Theater Narrenschiff

Florian Eller

15 Jahre – 15 Fragen . Das tn-Ensemble interviewt sich.

Florian Eller hat seine tn-Anfänge mit unserem Jungen-Ensemble bloßgestellt gemacht. Nach seiner Schulzeit hat er ein Jahrespraktikum in unserem Theater absolviert. Seitdem gehört Flo auch zu unserem Stammensemble. Außerdem ist er Mitglied der Projektgemeinschaft FREIE WILDBAHN und hat mit seinem Bruder Felix Eller schon das ein oder andere Filmprojekt durchgeführt. André Decker hat seinen ehemaligen Praktikanten interviewt, der jetzt kämpft seinen Traum, das Schauspiel zum Beruf zu machen, wahr werden zu lassen.

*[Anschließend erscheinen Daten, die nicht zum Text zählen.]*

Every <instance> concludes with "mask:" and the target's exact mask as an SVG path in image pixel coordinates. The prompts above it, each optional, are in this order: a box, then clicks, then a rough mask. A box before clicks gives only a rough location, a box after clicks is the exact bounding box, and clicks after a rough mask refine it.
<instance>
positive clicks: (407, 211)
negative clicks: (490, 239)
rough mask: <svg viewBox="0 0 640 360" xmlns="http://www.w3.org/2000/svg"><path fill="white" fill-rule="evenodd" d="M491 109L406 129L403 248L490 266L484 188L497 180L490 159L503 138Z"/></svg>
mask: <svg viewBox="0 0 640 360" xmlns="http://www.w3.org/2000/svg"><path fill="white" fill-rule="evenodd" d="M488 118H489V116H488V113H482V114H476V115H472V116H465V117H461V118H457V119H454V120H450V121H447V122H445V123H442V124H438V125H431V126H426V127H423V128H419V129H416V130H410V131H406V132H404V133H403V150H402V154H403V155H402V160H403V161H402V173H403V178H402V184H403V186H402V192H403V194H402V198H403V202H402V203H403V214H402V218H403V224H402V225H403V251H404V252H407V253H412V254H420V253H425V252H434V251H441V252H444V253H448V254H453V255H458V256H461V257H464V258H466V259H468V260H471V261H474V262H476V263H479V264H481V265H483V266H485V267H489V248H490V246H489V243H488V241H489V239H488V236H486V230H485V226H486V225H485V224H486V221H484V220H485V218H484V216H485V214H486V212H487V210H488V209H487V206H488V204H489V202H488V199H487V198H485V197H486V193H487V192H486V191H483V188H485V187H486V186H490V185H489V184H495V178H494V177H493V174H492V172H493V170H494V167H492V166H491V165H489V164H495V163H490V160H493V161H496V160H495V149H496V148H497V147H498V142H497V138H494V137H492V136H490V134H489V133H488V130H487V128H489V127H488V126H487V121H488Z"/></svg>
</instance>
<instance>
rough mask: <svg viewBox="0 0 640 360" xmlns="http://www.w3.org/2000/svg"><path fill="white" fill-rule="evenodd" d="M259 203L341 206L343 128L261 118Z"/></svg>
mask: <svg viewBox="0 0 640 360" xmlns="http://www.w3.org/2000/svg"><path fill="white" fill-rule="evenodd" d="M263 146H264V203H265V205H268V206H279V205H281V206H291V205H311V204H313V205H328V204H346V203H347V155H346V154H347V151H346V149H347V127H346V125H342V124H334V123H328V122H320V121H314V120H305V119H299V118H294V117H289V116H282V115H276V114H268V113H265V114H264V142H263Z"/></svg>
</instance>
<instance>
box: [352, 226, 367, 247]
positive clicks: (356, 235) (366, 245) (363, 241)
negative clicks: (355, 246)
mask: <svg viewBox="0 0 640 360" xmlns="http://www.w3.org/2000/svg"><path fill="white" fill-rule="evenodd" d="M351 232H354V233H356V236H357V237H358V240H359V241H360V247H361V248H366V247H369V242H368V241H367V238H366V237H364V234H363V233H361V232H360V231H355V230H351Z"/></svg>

Florian Eller . Ensemblemitglied seit 2015

„Generell glaube ich nicht, dass die eigene Herkunft jemanden daran hindert, oder jemandem dabei hilft, das zu erreichen, was er will oder seine Träume zu erfüllen.“

André: Lieber Flo, du bist ja noch nicht ganz so lange Teil des Ensembles, hast jedoch in den letzten zwei Jahren bereits in 7 Produktionen mitgespielt. Wie hat sich dein Leben durch das kontinuierliche spielen im TN verändert?

Florian: Mein Leben hat sich eigentlich nicht wirklich viel geändert, natürlich habe ich weniger Zeit für andere Dinge als das Theater, aber ich mache ja etwas was mir sehr viel Spaß macht und bei dem ich immer viel lernen kann. Dadurch habe ich nicht das Gefühl das ich irgendetwas verpasse, und zwischen den Produktionen ist ja immer noch Zeit für andere Hobbys.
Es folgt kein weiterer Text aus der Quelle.